- Pressure ulcers, surgical site infections, and other potentially avoidable hospital-acquired conditions (HACs) led to over $2 billion in excess hospital costs in 2016, a recent research brief showed.
The research brief from IBM Watson Health analyzed data from the company’s 2016 Projected Inpatient Database, which contained information on approximately 20 million discharges per year from over 2,600 acute care hospitals.
The data revealed that HACs are still a major issue for hospitals despite a Medicare pay-for-performance program that penalizes hospitals with excessive HAC rates.
Medicare’s Hospital-Acquired Condition Reduction Program (HACRP) reduces hospital reimbursement on all Medicare discharges during a performance year by one percent if the hospital ranks in the worst-performing 25 percent of all participating hospitals. The program monitors the occurrences of 14 HACs.
But the analysis of the 14 potentially avoidable conditions found 48,771 HACs in 2016, which resulted in 3,219 potentially avoidable deaths. Researchers also found that HACs added 8.17 days to the average patient length of stay and increased mortality risk per patient by 72.32 percent.

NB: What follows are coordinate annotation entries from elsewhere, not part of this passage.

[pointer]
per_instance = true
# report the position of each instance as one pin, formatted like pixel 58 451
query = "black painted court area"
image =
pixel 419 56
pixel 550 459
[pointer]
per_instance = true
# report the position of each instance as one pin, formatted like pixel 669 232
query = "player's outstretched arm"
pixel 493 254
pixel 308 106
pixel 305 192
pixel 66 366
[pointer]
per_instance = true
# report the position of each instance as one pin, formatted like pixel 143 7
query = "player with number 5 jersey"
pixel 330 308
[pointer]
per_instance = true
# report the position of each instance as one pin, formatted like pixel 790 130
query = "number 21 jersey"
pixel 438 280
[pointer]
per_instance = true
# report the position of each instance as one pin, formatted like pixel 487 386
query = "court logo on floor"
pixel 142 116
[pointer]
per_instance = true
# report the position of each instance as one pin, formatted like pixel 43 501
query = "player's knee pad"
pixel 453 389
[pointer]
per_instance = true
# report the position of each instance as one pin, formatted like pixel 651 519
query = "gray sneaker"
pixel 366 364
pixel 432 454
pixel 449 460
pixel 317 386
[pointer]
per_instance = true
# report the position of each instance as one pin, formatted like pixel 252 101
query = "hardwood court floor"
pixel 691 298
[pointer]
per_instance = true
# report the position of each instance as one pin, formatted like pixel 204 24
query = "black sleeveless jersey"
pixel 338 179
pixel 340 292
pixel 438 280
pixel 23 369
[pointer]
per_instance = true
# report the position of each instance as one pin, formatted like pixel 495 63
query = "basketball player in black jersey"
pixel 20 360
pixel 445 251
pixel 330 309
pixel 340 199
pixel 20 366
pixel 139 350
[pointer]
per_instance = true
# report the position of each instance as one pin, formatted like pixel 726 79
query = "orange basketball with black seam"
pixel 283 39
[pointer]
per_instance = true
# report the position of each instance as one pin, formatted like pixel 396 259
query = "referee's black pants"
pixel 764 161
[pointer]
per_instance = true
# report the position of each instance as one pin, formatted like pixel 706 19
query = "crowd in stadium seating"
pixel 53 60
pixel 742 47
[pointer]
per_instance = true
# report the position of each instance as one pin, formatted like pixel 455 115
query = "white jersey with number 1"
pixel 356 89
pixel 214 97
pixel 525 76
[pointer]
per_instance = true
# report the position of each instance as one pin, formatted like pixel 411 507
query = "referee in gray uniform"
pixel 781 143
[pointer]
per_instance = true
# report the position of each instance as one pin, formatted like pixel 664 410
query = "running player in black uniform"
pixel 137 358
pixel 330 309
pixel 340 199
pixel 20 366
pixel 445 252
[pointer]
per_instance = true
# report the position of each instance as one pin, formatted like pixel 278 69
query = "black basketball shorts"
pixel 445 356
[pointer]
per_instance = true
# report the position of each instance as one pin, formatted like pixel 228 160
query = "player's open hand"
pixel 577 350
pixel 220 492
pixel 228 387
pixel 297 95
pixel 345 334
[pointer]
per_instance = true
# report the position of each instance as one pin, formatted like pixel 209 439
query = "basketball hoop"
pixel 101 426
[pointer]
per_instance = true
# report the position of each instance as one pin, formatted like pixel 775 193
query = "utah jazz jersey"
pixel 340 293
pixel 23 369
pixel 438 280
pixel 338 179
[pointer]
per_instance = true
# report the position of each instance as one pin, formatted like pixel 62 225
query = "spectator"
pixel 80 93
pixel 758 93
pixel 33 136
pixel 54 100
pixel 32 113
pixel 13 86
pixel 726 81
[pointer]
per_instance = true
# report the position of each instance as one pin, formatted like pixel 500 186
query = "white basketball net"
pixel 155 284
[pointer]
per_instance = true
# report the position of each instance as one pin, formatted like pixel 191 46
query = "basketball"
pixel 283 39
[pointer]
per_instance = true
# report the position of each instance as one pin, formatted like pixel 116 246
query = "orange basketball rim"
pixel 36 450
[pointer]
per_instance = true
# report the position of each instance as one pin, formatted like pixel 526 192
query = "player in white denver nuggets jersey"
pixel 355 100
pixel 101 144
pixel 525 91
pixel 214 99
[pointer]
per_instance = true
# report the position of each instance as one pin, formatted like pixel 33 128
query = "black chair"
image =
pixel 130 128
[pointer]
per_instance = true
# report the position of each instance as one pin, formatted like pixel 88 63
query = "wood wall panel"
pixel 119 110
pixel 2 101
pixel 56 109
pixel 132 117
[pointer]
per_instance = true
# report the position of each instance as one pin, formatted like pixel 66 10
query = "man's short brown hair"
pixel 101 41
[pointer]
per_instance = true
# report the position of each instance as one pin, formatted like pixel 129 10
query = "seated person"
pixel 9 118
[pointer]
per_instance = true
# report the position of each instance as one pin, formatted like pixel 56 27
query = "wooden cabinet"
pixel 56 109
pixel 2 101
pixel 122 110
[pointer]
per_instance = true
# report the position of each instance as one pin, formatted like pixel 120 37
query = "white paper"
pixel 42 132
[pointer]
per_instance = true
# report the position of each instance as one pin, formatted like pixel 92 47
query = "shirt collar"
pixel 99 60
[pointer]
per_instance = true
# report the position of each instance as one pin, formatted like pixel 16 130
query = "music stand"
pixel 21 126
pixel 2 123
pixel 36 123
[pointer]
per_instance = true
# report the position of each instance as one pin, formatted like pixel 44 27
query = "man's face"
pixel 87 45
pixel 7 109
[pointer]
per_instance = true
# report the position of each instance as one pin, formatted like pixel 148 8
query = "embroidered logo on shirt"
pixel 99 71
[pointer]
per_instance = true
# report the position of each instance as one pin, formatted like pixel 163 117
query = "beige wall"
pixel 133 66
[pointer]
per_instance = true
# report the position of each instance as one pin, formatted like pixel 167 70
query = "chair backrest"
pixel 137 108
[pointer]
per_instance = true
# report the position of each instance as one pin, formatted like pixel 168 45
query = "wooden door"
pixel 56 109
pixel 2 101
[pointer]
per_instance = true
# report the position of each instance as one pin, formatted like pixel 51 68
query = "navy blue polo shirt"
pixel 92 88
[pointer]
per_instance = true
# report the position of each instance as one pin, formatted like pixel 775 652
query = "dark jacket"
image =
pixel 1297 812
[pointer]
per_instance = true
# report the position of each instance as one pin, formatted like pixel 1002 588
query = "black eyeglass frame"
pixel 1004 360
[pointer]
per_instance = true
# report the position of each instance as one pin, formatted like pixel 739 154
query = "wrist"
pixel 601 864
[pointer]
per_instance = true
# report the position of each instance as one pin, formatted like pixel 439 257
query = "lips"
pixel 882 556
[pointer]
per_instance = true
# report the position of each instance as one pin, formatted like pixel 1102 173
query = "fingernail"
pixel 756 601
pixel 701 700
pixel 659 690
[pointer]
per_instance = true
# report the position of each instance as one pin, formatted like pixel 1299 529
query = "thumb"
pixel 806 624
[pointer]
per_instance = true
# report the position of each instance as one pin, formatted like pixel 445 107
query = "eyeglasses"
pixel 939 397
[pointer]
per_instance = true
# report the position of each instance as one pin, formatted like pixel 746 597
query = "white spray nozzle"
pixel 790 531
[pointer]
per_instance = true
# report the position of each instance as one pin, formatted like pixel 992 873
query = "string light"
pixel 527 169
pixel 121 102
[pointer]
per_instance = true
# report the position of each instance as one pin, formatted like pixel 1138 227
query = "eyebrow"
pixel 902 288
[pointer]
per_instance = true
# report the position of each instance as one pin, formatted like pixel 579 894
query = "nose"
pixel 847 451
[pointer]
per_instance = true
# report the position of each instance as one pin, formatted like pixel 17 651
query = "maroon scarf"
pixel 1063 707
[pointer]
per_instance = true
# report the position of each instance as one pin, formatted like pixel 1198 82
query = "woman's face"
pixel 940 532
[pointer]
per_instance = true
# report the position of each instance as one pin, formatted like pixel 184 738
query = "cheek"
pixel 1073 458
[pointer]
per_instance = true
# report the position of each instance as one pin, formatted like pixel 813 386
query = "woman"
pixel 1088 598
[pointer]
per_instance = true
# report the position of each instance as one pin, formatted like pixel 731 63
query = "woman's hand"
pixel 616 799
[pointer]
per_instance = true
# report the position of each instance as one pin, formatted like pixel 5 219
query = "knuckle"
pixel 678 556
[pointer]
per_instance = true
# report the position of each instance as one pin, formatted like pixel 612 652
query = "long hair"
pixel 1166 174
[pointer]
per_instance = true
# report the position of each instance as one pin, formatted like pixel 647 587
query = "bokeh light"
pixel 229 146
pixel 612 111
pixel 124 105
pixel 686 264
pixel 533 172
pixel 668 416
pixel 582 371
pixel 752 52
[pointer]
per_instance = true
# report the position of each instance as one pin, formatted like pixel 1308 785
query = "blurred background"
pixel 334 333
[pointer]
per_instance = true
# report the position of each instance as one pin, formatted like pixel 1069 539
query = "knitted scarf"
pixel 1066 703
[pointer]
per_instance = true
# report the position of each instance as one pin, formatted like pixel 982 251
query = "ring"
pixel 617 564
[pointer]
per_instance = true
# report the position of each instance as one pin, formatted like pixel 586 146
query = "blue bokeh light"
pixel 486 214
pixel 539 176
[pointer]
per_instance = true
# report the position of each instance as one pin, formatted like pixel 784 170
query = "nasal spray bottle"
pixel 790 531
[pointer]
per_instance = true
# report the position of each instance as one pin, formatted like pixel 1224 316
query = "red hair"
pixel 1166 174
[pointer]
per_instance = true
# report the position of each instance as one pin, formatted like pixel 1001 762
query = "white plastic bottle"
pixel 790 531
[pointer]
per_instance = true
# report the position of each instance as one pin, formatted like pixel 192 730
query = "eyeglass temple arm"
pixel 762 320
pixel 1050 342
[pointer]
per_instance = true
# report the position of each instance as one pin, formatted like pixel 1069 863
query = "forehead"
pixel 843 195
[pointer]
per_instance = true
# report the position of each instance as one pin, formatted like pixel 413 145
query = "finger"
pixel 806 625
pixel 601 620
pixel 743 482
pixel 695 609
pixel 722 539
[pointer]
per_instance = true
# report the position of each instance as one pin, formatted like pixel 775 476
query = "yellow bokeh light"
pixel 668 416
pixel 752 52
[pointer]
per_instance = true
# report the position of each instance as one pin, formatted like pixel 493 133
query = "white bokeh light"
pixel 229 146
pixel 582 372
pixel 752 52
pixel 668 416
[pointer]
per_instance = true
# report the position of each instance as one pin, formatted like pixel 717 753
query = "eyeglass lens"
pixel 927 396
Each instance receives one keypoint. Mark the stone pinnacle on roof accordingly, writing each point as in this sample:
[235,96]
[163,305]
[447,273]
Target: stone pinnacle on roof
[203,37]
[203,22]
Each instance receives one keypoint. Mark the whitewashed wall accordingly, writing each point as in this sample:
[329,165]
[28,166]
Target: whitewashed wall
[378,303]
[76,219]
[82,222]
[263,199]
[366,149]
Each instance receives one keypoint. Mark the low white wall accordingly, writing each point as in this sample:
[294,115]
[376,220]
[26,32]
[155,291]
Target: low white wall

Hospitals ended up spending more when they had to treat these seemingly avoidable conditions. The research brief showed that HACs led to $41,917 in excess hospital costs per HAC patient.
Researchers noted that the hospital cost estimates did not even include the penalties incurred under the HACRP, which reduced Medicare payments for 769 hospitals based on their HAC performance from October 2016 to September 2017.
“Despite widespread efforts by healthcare providers and payers to reduce the number of HACs through a combination of hospital quality initiatives and value-based payment models, the problem persists,” researchers stated. “These avoidable conditions are associated with billions of dollars in excess cost, longer hospital stays and unnecessary deaths.”
Researchers advised healthcare providers to “rigorously track and report these conditions so clinical performance can be measured against hard data to chart improvement over time,” the research brief concluded.
“This effort will require continued collaboration between public and private institutions to track and measure performance and find ways to systematically reduce these avoidable conditions.”
While stakeholders acknowledge that eliminating HACs altogether is unrealistic, many thought pay-for-performance and value-based payment programs would have led to better results.
The American Hospital Association (AHA) argues that Medicare’s attempt to reduce HACs through value-based penalties may not be the most effective method for motivating hospitals. The HACRP reduces Medicare reimbursement for one-fourth of the participating hospitals regardless of performance improvement.
With the worst-performing 25 percent of hospitals always seeing a reduction in Medicare reimbursement, a hundredth of a point difference in HAC scores separates the penalized from the non-penalized, the AHA explained.
“America’s hospitals are deeply committed to reducing preventable patient harm,” the hospital group told lawmakers in 2016. “However, the HACRP is poorly designed and imposes arbitrary, excessive penalties that disproportionately impact hospitals tending to care for the sickest patients.”
The HACRP also does not account for an individual hospital’s improvement in preventing HACs over time, which is flawed pay-for-performance methodology, the AHA added.
Pay-for-performance and other value-based payment programs may not be effectively reducing the prevalence of HACs. But hospitals should be concerned with the latest research brief’s finding that HACs significantly increase hospital costs.
Big data analytics can help hospitals to prevent HACs before they result in excess costs and avoidable deaths.
For example, Augusta Health in Virginia combined EHR data with geospatial mapping tools to visualize how multi-drug resistant organisms (MDROs) spread between patients.
“We used images of the hospital floor plan imported into Tableau, then we geocoded the locations of the patient rooms on top of that using XY coordinates on those images, so it looks like the rooms correspond to the floor plan,” Decision Support Manager Penny Cooper, DHSc, explained to HealthITAnalytics.com.
“Then we incorporate the positive organisms, the date, and all of the rooms the individual was in – they might move from the ICU to a step-down unit before they might be discharged from our medical unit – so you would see the time period that they spent in each one of those locations.”
Following the patient through their physical environment enabled the health system to understand patterns in C. diff infections and incidences of MRSA, as well as implement more effective infection control protocols.
“Once we understand those patterns, we can work with our infection prevention experts to say, for example, that we need to be sure to use ultraviolet cleaning techniques in these rooms, or spend extra time making sure that room to the right of the entrance is receiving a little extra monitoring,” added Augusta Health Chief Medical Officer Dr. Richard Embrey.
Healthcare providers can implement similar HAC prevention strategies using big data analytics by fostering a culture of change within their organization, identifying the right use case, gathering the right data sources, and integrating analytics into provider workflows.